Why does this matter for gold?

It matters because it is an opening shot across the Federal Reserve’s bow, which may respond with a rise in interest rates. (Never mind if you think we’re still not out of the woods and inflation is still not a problem.) The Fed may likely see the housing spike as the leading edge of something larger.

Higher interest rates are bad for gold bulls because non-interest-bearing investments suffer as rates go up.

However, the Fed has a lot of complicated calculus to do. The U.S. can’t outrun Europe or Japan in interest rate rises by too much. The U.S. dollar is already on steroids and a rate rise would simply strengthen its position to the point where American exports become too pricey.

A rate hike would also drive up borrowing costs, something that the U.S. system isn’t quite ready for.

The U.S. dollar was of no help to gold today, treading water against the euro – first down, then up, then down again.
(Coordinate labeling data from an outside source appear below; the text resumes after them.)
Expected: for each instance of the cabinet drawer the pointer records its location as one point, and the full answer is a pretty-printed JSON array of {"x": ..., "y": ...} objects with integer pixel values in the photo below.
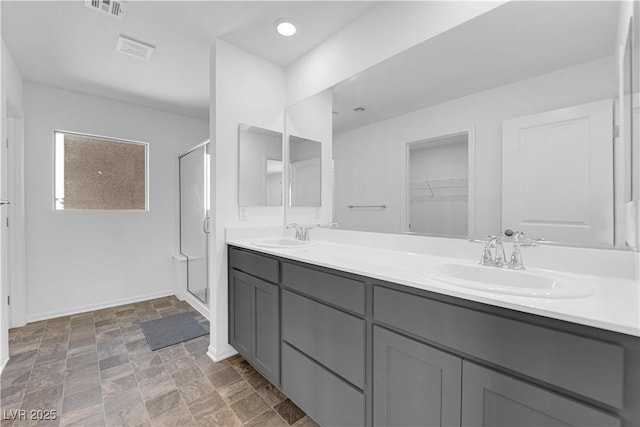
[
  {"x": 338, "y": 290},
  {"x": 322, "y": 395},
  {"x": 585, "y": 366},
  {"x": 493, "y": 399},
  {"x": 257, "y": 265},
  {"x": 330, "y": 336}
]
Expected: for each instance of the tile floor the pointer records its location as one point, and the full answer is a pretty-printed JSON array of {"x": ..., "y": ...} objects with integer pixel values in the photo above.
[{"x": 96, "y": 369}]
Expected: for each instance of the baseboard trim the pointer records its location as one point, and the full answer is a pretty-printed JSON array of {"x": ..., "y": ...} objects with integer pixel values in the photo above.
[
  {"x": 3, "y": 364},
  {"x": 195, "y": 303},
  {"x": 218, "y": 356},
  {"x": 99, "y": 306}
]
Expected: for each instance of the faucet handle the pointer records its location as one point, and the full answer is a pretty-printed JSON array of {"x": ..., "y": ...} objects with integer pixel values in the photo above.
[{"x": 299, "y": 230}]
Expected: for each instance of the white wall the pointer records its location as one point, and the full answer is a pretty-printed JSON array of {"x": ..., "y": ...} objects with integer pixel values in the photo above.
[
  {"x": 80, "y": 260},
  {"x": 244, "y": 89},
  {"x": 386, "y": 30},
  {"x": 12, "y": 104},
  {"x": 370, "y": 162}
]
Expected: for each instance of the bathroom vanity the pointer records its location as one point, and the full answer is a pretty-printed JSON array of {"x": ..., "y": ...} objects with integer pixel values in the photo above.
[{"x": 355, "y": 350}]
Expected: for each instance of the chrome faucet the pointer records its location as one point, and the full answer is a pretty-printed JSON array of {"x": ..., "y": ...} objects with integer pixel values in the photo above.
[
  {"x": 493, "y": 253},
  {"x": 302, "y": 231},
  {"x": 497, "y": 259}
]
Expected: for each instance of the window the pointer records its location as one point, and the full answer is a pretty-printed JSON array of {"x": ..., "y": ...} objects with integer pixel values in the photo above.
[{"x": 98, "y": 173}]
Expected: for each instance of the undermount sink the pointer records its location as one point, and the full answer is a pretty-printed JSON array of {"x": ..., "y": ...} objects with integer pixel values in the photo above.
[
  {"x": 282, "y": 243},
  {"x": 512, "y": 282}
]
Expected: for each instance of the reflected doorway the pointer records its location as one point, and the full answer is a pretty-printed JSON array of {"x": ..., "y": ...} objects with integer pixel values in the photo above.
[
  {"x": 438, "y": 199},
  {"x": 194, "y": 218}
]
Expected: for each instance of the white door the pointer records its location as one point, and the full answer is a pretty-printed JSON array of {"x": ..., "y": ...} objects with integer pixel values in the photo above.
[
  {"x": 5, "y": 315},
  {"x": 305, "y": 183},
  {"x": 557, "y": 174}
]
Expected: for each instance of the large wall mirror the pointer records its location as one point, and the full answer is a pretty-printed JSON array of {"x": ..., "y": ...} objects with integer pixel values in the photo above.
[
  {"x": 305, "y": 172},
  {"x": 506, "y": 121},
  {"x": 260, "y": 166}
]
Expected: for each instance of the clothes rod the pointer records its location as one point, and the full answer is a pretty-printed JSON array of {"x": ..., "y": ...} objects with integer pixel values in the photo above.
[{"x": 367, "y": 206}]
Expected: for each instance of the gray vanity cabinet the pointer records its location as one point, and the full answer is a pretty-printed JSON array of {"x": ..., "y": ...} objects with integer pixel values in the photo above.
[
  {"x": 413, "y": 384},
  {"x": 355, "y": 351},
  {"x": 493, "y": 399},
  {"x": 254, "y": 327},
  {"x": 240, "y": 312}
]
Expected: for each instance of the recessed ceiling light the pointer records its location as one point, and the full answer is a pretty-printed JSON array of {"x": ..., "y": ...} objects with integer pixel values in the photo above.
[{"x": 285, "y": 27}]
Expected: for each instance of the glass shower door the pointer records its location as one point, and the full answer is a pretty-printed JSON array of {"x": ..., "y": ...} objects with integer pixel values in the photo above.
[{"x": 194, "y": 218}]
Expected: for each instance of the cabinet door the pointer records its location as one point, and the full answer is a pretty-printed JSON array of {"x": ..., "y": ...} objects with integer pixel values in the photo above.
[
  {"x": 414, "y": 384},
  {"x": 266, "y": 330},
  {"x": 240, "y": 286},
  {"x": 493, "y": 399}
]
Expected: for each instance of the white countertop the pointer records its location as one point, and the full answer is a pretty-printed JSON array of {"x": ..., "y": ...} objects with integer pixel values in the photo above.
[{"x": 614, "y": 304}]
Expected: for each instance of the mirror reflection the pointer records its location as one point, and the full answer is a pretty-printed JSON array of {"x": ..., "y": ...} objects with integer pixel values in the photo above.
[
  {"x": 533, "y": 86},
  {"x": 260, "y": 167},
  {"x": 304, "y": 172}
]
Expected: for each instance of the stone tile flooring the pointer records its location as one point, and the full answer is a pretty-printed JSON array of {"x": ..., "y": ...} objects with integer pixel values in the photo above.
[{"x": 96, "y": 369}]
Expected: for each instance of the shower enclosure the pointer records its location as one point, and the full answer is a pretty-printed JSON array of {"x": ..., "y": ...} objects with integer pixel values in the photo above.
[{"x": 194, "y": 218}]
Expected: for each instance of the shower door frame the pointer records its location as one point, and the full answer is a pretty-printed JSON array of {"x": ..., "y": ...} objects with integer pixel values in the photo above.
[{"x": 206, "y": 219}]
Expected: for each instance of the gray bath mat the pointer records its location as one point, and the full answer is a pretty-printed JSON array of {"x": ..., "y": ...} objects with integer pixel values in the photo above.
[{"x": 171, "y": 330}]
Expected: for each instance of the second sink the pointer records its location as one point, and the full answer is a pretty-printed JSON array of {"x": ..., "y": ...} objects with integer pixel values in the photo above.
[
  {"x": 505, "y": 281},
  {"x": 282, "y": 243}
]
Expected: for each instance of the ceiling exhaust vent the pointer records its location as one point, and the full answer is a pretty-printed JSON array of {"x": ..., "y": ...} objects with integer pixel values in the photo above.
[
  {"x": 134, "y": 48},
  {"x": 110, "y": 7}
]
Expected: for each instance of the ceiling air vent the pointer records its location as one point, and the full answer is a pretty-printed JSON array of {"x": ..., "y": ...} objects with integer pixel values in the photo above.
[
  {"x": 134, "y": 48},
  {"x": 110, "y": 7}
]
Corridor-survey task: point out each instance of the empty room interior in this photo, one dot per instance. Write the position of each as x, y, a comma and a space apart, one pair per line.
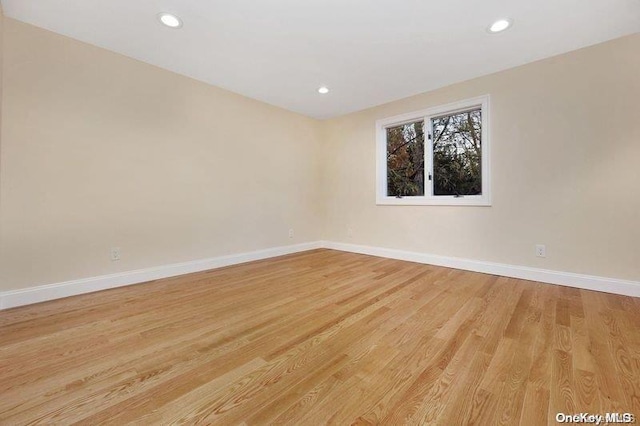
319, 212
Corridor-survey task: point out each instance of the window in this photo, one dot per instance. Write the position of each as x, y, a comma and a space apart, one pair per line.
438, 156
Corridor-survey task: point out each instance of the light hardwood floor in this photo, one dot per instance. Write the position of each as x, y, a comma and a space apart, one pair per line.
322, 337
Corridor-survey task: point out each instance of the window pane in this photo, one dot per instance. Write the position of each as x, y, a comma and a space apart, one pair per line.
405, 160
457, 154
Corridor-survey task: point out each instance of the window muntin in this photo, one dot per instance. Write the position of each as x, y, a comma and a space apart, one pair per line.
438, 156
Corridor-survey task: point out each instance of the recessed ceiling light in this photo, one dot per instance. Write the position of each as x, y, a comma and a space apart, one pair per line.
171, 21
500, 25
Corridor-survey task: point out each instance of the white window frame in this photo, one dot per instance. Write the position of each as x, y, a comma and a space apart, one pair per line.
429, 199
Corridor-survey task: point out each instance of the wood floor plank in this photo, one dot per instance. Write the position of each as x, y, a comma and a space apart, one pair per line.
321, 337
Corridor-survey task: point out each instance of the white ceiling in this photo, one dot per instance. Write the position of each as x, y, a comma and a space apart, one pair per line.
367, 51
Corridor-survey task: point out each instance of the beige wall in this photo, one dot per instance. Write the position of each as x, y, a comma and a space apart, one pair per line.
565, 140
100, 150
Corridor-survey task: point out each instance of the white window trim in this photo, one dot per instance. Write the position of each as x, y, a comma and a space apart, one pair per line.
426, 115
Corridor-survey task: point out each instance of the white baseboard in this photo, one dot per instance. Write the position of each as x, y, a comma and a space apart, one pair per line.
14, 298
588, 282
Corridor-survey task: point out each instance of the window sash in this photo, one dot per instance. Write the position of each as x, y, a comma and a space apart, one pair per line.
427, 117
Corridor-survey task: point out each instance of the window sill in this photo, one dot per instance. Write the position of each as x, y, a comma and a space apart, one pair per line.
434, 201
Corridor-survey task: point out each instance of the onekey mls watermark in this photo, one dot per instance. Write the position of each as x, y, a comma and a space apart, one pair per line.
598, 419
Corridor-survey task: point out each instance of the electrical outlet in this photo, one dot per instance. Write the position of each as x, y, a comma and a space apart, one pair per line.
115, 254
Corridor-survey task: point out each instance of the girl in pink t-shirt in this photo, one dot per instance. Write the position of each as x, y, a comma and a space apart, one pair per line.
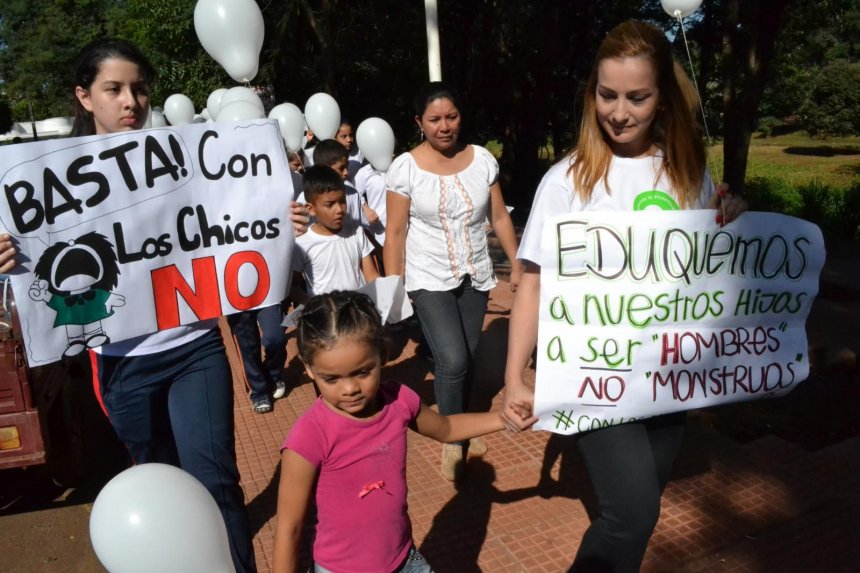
352, 443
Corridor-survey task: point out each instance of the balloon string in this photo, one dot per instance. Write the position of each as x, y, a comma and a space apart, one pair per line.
701, 99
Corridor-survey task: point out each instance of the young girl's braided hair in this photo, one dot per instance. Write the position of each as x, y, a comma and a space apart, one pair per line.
330, 317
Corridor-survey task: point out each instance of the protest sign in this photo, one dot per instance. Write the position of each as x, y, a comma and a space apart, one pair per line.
646, 315
126, 234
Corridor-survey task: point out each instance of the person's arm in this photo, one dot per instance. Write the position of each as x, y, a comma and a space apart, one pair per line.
397, 222
294, 492
500, 219
456, 427
368, 269
518, 400
7, 253
729, 206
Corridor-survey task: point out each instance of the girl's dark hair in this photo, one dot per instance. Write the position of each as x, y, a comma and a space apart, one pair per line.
431, 92
329, 151
87, 68
330, 317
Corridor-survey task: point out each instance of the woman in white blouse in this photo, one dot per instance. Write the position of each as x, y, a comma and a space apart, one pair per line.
440, 196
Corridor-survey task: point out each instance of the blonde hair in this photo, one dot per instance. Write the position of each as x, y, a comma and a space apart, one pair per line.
675, 129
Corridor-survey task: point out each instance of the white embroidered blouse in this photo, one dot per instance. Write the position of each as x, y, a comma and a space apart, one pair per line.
446, 238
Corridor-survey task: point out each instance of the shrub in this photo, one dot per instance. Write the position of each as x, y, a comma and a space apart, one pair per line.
833, 107
773, 195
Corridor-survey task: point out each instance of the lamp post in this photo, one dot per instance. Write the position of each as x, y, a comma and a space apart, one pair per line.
434, 59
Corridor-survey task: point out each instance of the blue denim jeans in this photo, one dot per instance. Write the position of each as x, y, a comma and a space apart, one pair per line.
452, 322
260, 373
176, 407
414, 563
629, 466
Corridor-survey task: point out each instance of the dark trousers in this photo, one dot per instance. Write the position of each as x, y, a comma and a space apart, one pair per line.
176, 407
451, 322
260, 373
629, 466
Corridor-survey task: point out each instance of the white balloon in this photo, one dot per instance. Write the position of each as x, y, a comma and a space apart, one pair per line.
239, 111
680, 8
156, 517
240, 93
291, 122
157, 118
213, 102
375, 139
231, 31
323, 115
178, 109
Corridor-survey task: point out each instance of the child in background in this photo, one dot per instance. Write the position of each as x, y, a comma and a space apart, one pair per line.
346, 136
262, 371
352, 444
332, 154
331, 255
370, 185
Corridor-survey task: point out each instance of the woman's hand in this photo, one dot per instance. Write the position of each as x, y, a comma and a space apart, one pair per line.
300, 217
729, 205
517, 405
7, 253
The two major crude benchmark prices diverged today. Brent North Sea was up on news of more bombing and tension in Yemen, which abuts the world’s most important oil-shipping lanes. West Texas Intermediate floundered this way and that on a further decline in production coupled with a rise in inventories. Both crudes are being held down by lackluster demand.

Next Tuesday the FOMC meets again and we will be saddled with a landslide of news, opinion and interpretations. But, the housing news released today could be a flash point that will give rate hawks just the momentum they need going into June, the next meeting after this month’s.